Electronic – How does using UART reduce noise when doing wireless communication

picuartwireless

I am in the process of designing something that needs to do wireless communication across about 6 inches and control a servo. Since I do not have line of sight I am using some really cheap RF chips.

I am a noob at wireless so I threw some stuff together to just see what happens. I hooked up the RF transmitter to a pin on the PIC and wrote to it and then hooked up the RF receiver output to a servo and tried to move it around. This did not work but now I am trying to understand why. It works fine with no wireless comm.

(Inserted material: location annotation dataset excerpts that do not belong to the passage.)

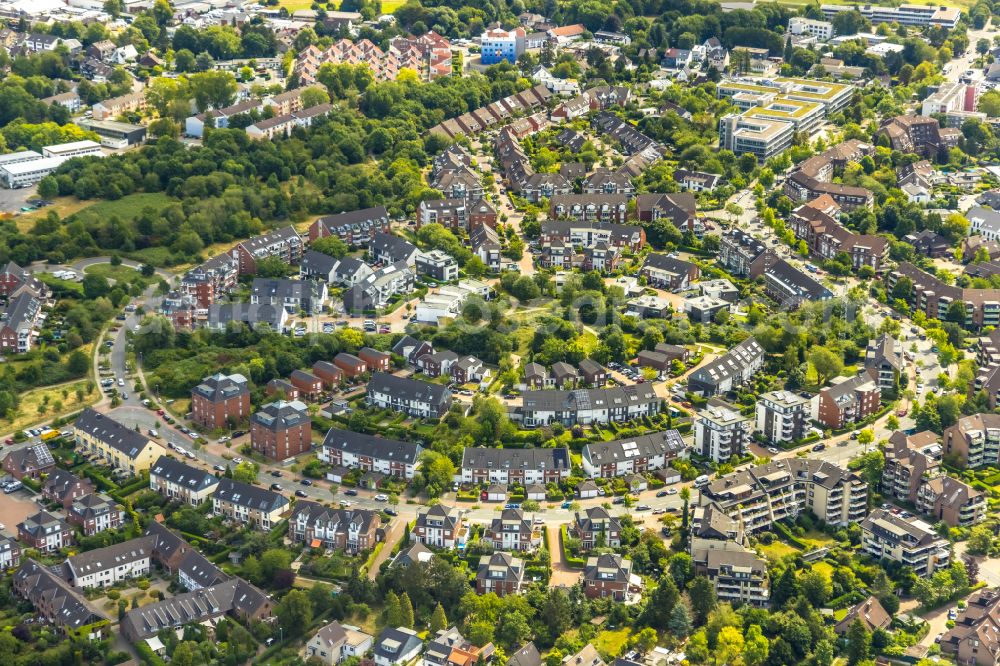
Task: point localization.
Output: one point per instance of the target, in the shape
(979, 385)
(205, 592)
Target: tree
(438, 620)
(679, 624)
(859, 642)
(295, 612)
(702, 598)
(755, 646)
(826, 363)
(405, 611)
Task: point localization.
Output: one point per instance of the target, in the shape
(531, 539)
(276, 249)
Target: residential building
(395, 647)
(335, 642)
(512, 531)
(782, 416)
(515, 466)
(58, 603)
(248, 505)
(354, 450)
(739, 577)
(728, 371)
(661, 270)
(721, 432)
(179, 481)
(885, 360)
(31, 462)
(782, 489)
(220, 401)
(790, 287)
(640, 454)
(65, 487)
(95, 513)
(848, 400)
(414, 397)
(596, 528)
(743, 255)
(114, 444)
(499, 573)
(869, 612)
(952, 501)
(235, 598)
(610, 575)
(348, 530)
(439, 526)
(908, 541)
(110, 565)
(973, 638)
(44, 532)
(281, 430)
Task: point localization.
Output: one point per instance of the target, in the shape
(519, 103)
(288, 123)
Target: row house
(596, 528)
(411, 396)
(512, 531)
(220, 401)
(95, 513)
(248, 505)
(635, 455)
(816, 223)
(439, 526)
(178, 481)
(281, 430)
(354, 450)
(348, 530)
(782, 489)
(482, 465)
(587, 406)
(356, 228)
(113, 564)
(114, 444)
(909, 541)
(849, 400)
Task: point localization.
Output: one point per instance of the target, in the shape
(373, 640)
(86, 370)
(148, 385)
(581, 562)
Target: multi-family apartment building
(595, 527)
(728, 371)
(248, 505)
(114, 444)
(908, 541)
(179, 481)
(281, 430)
(349, 530)
(439, 526)
(220, 401)
(782, 489)
(782, 416)
(512, 531)
(848, 400)
(721, 432)
(411, 396)
(355, 450)
(515, 466)
(586, 406)
(634, 455)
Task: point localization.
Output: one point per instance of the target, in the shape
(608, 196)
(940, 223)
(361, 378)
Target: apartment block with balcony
(782, 489)
(911, 542)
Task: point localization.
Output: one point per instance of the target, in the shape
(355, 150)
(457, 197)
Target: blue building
(499, 45)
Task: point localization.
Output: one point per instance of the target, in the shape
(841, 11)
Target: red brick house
(374, 359)
(220, 401)
(350, 364)
(281, 430)
(309, 385)
(331, 375)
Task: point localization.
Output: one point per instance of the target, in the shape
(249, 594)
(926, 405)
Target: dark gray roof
(182, 474)
(368, 445)
(242, 494)
(112, 433)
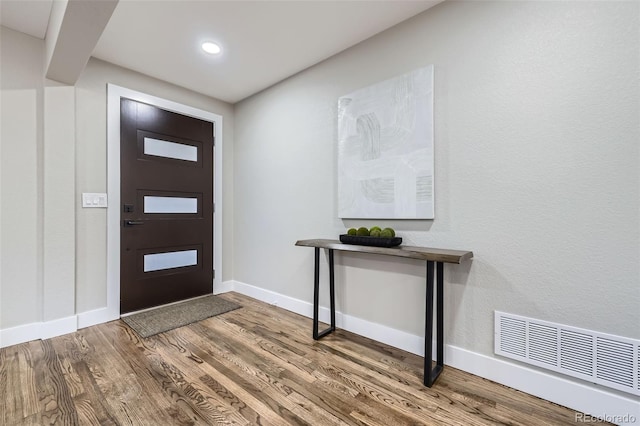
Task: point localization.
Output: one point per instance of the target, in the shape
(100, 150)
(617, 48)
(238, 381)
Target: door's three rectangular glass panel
(159, 204)
(170, 260)
(167, 149)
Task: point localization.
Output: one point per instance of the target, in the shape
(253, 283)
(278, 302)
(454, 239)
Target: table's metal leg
(316, 295)
(440, 311)
(431, 373)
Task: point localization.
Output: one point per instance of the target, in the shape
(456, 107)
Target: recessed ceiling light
(211, 47)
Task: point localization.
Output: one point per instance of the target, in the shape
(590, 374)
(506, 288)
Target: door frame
(114, 93)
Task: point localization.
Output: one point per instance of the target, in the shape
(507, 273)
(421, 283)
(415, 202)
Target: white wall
(22, 88)
(537, 170)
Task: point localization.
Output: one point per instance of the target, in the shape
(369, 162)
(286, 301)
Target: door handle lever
(133, 222)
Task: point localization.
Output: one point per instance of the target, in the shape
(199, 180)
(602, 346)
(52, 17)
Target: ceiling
(263, 42)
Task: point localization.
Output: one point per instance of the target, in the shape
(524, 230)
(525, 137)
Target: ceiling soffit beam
(75, 26)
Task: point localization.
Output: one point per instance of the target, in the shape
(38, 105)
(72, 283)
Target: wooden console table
(431, 255)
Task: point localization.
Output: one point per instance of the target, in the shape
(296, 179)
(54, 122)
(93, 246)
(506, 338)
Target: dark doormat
(167, 318)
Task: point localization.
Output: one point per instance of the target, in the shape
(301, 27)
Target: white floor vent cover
(600, 358)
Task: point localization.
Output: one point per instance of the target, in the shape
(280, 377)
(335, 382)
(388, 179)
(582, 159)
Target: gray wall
(537, 170)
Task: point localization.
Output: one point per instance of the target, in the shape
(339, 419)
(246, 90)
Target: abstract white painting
(385, 149)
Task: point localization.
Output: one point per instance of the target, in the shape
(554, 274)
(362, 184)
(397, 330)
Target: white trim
(38, 330)
(58, 327)
(582, 397)
(224, 287)
(114, 93)
(94, 317)
(20, 334)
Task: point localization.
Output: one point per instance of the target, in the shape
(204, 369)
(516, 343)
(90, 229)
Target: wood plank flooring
(257, 365)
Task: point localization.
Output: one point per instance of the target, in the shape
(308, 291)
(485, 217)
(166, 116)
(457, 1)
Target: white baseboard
(223, 287)
(95, 317)
(58, 327)
(582, 397)
(37, 330)
(20, 334)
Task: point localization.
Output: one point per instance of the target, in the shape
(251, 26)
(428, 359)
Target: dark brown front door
(166, 234)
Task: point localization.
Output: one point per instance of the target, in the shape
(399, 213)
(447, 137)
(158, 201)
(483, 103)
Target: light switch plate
(94, 200)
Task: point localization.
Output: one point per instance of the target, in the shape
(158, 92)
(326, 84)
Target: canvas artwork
(385, 149)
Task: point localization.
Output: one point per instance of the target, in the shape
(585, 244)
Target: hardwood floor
(257, 365)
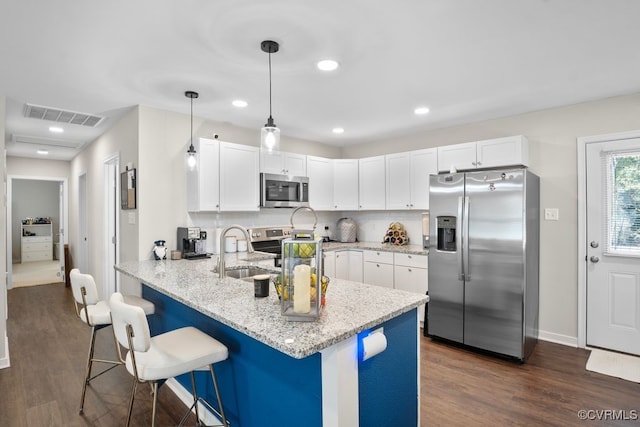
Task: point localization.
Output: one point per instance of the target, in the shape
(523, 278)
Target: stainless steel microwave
(283, 191)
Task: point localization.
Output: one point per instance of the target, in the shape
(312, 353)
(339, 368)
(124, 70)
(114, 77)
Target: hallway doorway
(36, 223)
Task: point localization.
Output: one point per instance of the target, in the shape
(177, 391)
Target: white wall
(4, 346)
(552, 136)
(121, 139)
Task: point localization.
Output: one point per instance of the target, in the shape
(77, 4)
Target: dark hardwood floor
(48, 346)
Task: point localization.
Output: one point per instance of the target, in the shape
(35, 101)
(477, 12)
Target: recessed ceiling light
(327, 65)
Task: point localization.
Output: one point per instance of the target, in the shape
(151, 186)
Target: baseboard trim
(4, 361)
(558, 338)
(185, 396)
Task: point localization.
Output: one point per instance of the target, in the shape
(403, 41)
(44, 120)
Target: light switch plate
(551, 214)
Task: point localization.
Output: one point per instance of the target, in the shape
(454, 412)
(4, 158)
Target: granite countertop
(351, 307)
(374, 246)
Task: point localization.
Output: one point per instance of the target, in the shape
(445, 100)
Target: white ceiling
(467, 60)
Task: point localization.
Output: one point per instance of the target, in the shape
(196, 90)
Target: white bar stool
(166, 355)
(96, 314)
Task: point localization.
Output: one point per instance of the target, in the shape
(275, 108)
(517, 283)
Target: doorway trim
(582, 223)
(112, 224)
(64, 225)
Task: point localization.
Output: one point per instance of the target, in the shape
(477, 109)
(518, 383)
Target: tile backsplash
(371, 225)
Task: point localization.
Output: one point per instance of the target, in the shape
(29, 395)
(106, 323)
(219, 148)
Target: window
(622, 203)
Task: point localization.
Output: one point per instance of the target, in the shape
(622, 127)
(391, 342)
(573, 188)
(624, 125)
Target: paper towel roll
(373, 344)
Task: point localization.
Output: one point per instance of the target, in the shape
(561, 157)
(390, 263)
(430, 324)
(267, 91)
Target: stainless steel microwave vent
(61, 116)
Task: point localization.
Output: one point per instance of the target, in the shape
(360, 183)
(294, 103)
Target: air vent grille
(61, 116)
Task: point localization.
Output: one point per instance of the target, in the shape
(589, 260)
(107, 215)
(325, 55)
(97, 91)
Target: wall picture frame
(128, 189)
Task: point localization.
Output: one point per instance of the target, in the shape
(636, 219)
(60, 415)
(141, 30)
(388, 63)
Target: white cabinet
(410, 274)
(203, 182)
(36, 243)
(498, 152)
(512, 150)
(320, 173)
(239, 182)
(345, 184)
(371, 179)
(407, 176)
(378, 268)
(329, 263)
(348, 265)
(225, 177)
(283, 163)
(457, 157)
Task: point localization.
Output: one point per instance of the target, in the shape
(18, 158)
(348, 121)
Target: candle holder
(301, 296)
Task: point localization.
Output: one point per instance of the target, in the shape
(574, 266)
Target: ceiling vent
(61, 116)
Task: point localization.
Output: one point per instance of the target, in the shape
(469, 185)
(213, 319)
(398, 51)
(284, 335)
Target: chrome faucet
(221, 266)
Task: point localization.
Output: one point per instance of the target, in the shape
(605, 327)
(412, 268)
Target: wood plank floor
(48, 346)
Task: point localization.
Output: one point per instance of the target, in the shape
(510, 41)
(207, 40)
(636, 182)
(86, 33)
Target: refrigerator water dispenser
(446, 233)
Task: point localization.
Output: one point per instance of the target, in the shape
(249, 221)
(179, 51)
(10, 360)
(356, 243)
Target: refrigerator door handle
(459, 239)
(465, 241)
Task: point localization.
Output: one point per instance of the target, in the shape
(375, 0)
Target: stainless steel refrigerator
(483, 259)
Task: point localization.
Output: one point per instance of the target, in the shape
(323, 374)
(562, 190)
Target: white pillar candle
(302, 288)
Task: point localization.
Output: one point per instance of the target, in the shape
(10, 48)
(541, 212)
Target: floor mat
(614, 364)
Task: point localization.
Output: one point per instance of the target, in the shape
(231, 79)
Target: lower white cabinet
(378, 268)
(36, 243)
(410, 274)
(348, 265)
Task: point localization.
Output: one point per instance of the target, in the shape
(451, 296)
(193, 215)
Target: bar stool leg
(215, 386)
(88, 370)
(133, 395)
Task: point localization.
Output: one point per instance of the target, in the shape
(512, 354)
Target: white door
(83, 244)
(613, 245)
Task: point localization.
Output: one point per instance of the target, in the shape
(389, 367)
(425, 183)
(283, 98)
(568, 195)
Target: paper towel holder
(373, 344)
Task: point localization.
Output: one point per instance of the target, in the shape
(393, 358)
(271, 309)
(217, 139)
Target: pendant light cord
(270, 84)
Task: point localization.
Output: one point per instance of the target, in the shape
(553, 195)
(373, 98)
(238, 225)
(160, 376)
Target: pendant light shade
(270, 134)
(191, 152)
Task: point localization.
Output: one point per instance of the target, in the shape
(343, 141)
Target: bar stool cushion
(99, 313)
(147, 306)
(176, 352)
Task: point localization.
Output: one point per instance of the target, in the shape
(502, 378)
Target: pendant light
(191, 152)
(270, 134)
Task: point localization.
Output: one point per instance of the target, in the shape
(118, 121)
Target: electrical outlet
(551, 214)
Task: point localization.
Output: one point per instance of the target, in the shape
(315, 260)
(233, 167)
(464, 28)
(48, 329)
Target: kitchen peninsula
(288, 373)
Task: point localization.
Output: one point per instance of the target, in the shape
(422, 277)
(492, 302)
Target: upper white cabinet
(508, 151)
(239, 183)
(345, 184)
(407, 176)
(225, 177)
(203, 183)
(371, 183)
(283, 163)
(320, 173)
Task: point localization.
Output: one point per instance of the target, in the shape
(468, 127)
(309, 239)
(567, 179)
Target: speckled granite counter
(350, 307)
(374, 246)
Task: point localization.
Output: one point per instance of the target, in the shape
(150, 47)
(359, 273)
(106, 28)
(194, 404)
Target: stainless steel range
(269, 239)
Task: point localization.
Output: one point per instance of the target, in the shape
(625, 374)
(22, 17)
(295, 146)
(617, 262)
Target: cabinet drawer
(38, 246)
(378, 256)
(378, 274)
(36, 239)
(410, 260)
(37, 256)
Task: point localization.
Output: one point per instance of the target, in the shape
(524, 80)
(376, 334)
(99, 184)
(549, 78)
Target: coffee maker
(192, 242)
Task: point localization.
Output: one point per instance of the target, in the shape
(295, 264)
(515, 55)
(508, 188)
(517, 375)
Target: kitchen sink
(246, 273)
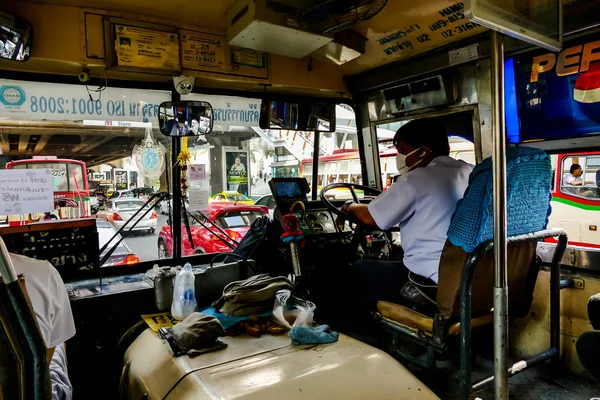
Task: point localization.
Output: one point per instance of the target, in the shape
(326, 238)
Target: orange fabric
(414, 320)
(520, 256)
(405, 316)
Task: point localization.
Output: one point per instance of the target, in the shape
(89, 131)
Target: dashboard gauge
(323, 217)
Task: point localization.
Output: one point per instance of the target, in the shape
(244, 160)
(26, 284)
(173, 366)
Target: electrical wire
(99, 90)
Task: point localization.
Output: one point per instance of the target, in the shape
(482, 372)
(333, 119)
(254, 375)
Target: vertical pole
(500, 229)
(315, 173)
(177, 208)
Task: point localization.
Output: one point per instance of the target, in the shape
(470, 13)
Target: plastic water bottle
(184, 293)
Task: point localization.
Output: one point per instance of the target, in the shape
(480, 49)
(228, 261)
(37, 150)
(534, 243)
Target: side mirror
(299, 116)
(185, 118)
(16, 35)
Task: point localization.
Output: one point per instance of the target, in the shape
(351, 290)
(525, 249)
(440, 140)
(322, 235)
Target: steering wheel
(352, 187)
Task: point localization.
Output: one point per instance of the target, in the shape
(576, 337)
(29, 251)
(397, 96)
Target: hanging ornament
(149, 157)
(183, 160)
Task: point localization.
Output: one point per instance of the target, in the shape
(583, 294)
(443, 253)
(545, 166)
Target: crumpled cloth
(305, 334)
(227, 321)
(61, 385)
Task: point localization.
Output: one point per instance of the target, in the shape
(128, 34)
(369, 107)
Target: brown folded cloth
(198, 334)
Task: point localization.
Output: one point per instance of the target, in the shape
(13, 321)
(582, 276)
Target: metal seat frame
(436, 342)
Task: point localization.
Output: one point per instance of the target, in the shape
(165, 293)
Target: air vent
(424, 93)
(271, 26)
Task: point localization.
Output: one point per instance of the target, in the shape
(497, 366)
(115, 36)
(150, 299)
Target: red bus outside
(69, 178)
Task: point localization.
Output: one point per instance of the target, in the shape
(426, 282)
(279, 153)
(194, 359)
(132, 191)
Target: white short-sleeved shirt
(49, 299)
(422, 202)
(569, 179)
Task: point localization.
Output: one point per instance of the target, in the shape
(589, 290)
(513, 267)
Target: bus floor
(533, 383)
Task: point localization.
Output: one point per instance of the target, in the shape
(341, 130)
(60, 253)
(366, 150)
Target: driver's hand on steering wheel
(340, 221)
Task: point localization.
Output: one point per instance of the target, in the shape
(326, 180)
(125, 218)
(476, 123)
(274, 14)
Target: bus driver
(421, 201)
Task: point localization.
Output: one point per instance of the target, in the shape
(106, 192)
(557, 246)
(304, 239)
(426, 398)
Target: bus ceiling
(404, 60)
(313, 56)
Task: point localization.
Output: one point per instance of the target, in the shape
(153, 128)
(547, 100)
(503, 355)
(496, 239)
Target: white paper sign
(197, 172)
(230, 110)
(23, 100)
(198, 199)
(25, 191)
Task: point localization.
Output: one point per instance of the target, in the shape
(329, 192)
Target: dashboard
(320, 221)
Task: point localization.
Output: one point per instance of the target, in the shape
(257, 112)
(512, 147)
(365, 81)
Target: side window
(578, 176)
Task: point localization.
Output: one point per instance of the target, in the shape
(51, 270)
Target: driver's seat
(464, 297)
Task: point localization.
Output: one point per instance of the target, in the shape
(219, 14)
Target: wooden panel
(94, 43)
(211, 53)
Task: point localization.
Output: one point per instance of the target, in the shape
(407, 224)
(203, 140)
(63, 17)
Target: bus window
(355, 172)
(332, 176)
(460, 149)
(578, 176)
(344, 169)
(308, 167)
(466, 156)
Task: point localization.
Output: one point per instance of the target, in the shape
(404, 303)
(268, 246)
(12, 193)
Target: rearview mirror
(16, 34)
(185, 118)
(298, 116)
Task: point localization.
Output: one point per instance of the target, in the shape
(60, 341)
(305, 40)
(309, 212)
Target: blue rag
(312, 335)
(227, 321)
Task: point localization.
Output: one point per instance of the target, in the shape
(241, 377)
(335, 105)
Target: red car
(235, 220)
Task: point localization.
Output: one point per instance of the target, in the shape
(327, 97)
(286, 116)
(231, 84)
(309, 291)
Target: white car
(267, 201)
(123, 255)
(118, 211)
(163, 206)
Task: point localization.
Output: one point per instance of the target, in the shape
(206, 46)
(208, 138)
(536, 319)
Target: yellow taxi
(232, 196)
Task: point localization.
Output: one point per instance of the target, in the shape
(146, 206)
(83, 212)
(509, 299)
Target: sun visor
(271, 26)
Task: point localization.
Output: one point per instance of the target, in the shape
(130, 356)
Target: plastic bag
(161, 272)
(290, 311)
(184, 294)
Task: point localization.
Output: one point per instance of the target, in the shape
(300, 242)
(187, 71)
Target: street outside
(145, 246)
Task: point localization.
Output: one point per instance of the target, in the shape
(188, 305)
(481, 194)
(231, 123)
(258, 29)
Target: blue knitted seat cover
(529, 181)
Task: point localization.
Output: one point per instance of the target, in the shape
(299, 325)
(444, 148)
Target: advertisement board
(236, 170)
(554, 96)
(25, 100)
(121, 179)
(539, 22)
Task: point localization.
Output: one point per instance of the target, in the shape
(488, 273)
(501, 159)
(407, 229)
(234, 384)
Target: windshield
(238, 219)
(123, 205)
(65, 177)
(237, 197)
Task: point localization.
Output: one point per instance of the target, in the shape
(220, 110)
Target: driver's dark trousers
(588, 344)
(377, 280)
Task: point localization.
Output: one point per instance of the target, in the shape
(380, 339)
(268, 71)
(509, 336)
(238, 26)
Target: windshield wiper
(128, 231)
(218, 229)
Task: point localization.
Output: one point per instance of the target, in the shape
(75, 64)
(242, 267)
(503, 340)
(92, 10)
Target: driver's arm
(395, 205)
(360, 212)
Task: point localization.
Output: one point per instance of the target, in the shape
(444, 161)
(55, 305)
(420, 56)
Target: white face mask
(401, 162)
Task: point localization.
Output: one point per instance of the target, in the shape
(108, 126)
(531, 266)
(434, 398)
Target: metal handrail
(26, 340)
(466, 386)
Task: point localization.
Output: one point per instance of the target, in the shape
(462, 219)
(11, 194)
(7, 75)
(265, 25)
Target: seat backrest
(10, 387)
(522, 273)
(529, 180)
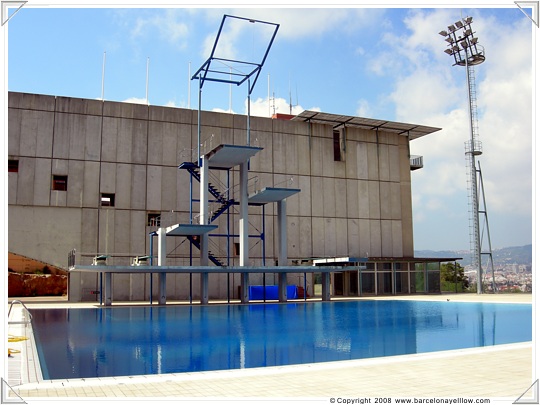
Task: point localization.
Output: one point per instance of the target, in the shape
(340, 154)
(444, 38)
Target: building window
(59, 183)
(339, 146)
(107, 200)
(154, 219)
(13, 166)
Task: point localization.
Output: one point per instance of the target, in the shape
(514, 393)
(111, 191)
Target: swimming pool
(122, 341)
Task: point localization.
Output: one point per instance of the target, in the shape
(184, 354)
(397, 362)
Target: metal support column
(162, 259)
(244, 229)
(325, 286)
(108, 289)
(282, 248)
(203, 220)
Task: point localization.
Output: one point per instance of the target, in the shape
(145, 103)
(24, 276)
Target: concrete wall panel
(340, 187)
(42, 181)
(89, 233)
(12, 188)
(109, 139)
(138, 187)
(91, 197)
(329, 197)
(75, 188)
(374, 199)
(168, 188)
(363, 199)
(153, 188)
(107, 183)
(362, 167)
(386, 238)
(397, 239)
(25, 177)
(385, 199)
(125, 110)
(123, 188)
(341, 237)
(54, 231)
(352, 199)
(375, 234)
(330, 237)
(384, 164)
(106, 233)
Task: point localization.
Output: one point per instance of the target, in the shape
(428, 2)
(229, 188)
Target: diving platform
(107, 271)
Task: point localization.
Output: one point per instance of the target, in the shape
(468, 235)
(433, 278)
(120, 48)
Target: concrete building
(100, 177)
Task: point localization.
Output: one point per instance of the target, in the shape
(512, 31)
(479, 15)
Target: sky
(383, 62)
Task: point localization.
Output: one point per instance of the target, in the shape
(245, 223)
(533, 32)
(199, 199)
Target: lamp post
(464, 48)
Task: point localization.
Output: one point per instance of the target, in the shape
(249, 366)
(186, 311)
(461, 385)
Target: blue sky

After doing some reading I think it's because there is lots of interference. So I think the fix is to use some data transfer protocol like UART and read it on another PIC and then output to a servo. From what I read this allows me to distinguish my data from the noise. My question is, how does UART allow me to do this? I understand that UART is a way to convert parallel data to serial data with start and stop bits and then to turn it back into parallel to be used on the receiving end but how does this give me the ability to ignore noise? How are the start and stop bits distinguished from the noise?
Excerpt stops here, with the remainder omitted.